I wonder how much Dickinson really understood about mushrooms. Did she know that they spring from decay, that they are the unheimlich little denizens of the forest floor who, like the vulture high overhead, transmogrify death into life, decay into vitality and beauty?

the little implement

Prayer is the little implement
Through which men reach
Where presence is denied them.
They fling their speech

By means of it in God’s ear;
If then He hear,
This sums the apparatus
Comprised in prayer.

~Emily Dickinson

Prayer can seem like such a small thing.

I have always had a sense of my own prayers as balloons, rising softly only to get stuck bumping around in a corner of the ceiling, never getting where they are supposed to be going. Other people’s prayers, I am certain, find their destination, wing their way right to where they’re supposed to be.

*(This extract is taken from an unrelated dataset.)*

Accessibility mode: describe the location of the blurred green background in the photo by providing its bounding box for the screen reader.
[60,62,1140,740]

We fling our speech heavenward, hoping for an answer, a cure, absolution, redemption. Where does it go? Where do words go once they are spoken? Where does that sound go?

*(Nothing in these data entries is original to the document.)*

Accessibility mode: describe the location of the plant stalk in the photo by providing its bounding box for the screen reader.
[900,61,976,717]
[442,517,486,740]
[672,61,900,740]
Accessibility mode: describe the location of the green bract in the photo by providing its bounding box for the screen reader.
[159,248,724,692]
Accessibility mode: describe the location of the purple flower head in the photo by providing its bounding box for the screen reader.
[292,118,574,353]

The “If” in the second and final stanza is so interesting to me. If God hears, then that is prayer. Prayer has been achieved. It isn’t prayer, apparently, if the “little implements” never arrive at their destination.

I wonder what I have been doing all this time.

too far!

I know that He exists.
Somewhere – in silence –
He has hid his rare life
From our gross eyes.

’Tis an instant’s play –
’Tis a fond Ambush –
Just to make Bliss
Earn her own surprise!

But – should the play
Prove piercing earnest –
Should the glee – glaze –
In Death’s – stiff – stare –

Would not the fun
Look too expensive!
Would not the jest –
Have crawled too far!

Emily Dickinson

It’s not just the mention of silence in the first stanza but also the continued metaphor of play and contrast between bliss and pain that calls to mind Robert Browning’s Tempest-inspired “Caliban upon Setebos.” In Browning’s poem Caliban, the monster enslaved by Prospero, muses on his understanding of the divine. It’s a fantastic poem–read it here, and see what you think.

Certain

I NEVER saw a moor,
I never saw the sea;
Yet know I how the heather looks,
And what a wave must be.

I never spoke with God, 5
Nor visited in heaven;
Yet certain am I of the spot
As if the chart were given.

~Emily Dickinson

Dickinson is wonderfully confounding. Sometimes I can’t for the life of me figure out what she’s talking about. Other times, it’s crystal clear. This is one of those clear ones. The diction and syntax are simple, almost childlike. This is a poem a young child could understand, and that fits with her theme of faith.

In this poem, the certainty of rhythm, rhyme, and syntax mirrors the certainty of the speaker. Hers is a childlike faith, which the Bible upholds as the exemplar for everyone. It’s a simple poem, but also masterful in its simplicity.